It was the year 20XX and Earth had finally achieved an extended period of peace. Wily had since vanished, permitting the world to once again focus on other matters: science, progress, and the ever growing relationship between humans and robots. However, Mega Man, now wary of true everlasting piece, recruited eight willing robot masters and began training them; if evil should dare arise, his team, the Rock Force, would be there to stop it.

To aid Mega Man's coaching, Dr. Light created an assitant for Mega Man, Justice Man. This robot, despite being its own entity, matched Mega Man physically in every way and was programmed with a similar sense of justice. Mega Man grew to call Justice Man brother and the two became inseperable over the course of the Rock Force's development.

One day, while the Rock Force was busy training, a mysterious energy surge occured at a nearby hydroelectric facility, corrupting many of the robots working there. These robots immediately began antagonizing the human workers, prompting Mega Man and Justice Man to intervene. Mega Man, feeling his team was not yet ready for the task, instructed his team to stay behind while he and Justice Man handled the situation.

When Mega Man and Justice Man arrived, they discovered that the human workers had evacuated the plant safely. Believing all the hostile robots to be neutralized, Justice Man was about to sound the all clear, until a rogue Robot Master, Shock Man, attacked him from behind. With Justice Man damaged and incapacitated, Mega Man had to subdue the robot alone. Thankfully, he was successful, but Justice Man had been damaged in an unusual manner.

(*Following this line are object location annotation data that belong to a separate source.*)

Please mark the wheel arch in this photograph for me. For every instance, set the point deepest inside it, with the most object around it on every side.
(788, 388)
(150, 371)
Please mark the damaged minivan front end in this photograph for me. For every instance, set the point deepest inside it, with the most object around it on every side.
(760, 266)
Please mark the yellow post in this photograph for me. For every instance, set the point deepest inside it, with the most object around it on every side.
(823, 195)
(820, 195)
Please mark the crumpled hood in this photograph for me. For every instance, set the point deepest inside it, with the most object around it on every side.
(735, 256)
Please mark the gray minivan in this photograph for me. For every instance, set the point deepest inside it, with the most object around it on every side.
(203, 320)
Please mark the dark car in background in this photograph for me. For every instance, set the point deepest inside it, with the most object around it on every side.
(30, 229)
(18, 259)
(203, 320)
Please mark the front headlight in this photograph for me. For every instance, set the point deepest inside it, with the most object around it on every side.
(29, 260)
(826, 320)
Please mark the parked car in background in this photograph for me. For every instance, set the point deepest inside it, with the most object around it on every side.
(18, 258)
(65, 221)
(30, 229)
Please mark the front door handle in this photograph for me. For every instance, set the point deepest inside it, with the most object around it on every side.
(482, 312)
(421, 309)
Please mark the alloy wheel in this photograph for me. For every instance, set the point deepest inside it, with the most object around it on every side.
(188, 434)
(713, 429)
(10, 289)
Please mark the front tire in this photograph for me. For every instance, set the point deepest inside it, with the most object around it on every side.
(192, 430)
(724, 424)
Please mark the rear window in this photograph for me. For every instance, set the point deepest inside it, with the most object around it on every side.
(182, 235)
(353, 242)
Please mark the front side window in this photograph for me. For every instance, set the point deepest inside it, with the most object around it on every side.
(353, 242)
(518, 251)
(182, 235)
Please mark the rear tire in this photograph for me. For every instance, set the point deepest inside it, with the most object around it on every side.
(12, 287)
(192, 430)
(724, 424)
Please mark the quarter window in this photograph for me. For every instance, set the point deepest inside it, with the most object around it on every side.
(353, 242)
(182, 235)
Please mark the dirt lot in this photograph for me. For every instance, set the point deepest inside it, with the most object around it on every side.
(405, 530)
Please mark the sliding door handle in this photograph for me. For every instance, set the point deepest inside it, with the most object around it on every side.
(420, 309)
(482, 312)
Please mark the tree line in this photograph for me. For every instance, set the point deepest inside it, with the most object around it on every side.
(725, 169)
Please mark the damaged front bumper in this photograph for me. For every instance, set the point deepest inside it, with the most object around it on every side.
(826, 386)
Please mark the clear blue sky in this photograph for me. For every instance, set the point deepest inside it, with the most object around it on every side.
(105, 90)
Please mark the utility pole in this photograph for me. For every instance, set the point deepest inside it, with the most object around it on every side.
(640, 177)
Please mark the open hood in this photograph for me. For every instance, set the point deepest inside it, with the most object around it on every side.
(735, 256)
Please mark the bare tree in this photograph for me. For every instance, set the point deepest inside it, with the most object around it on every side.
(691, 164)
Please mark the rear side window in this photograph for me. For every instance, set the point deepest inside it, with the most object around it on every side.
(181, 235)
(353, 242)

While the robots at the plant were being repaired and reconditioned to continue work, Dr. Light worked tirelessly on restoring Justice Man. Unfortunately, while Justice Man's bodily functions were not irreparably damaged, his mental matrix had been permanently altered. Dr. Light could not yet surmise how this would affect him, but advised Mega Man to keep an eye open.

Six months later, another incident occured, even more curious than the last. This time, eight robot masters were rallying against their creators, chasing humans away from their territories and refusing to work. Mega Man, feeling his team had finally completed its training, sent the Rock Force out to capture these rebels and unravel their mysterious behavior. However, once Justice Man and the rest of the team had been sent away, communications were lost. When none from his team updated his progress, Mega Man knew he had to investigate the matter for himself and rescue his friends, which he assumed were being held against their will. Thus began Mega Man's quest to defeat eight of the world's most mysterious robot masters.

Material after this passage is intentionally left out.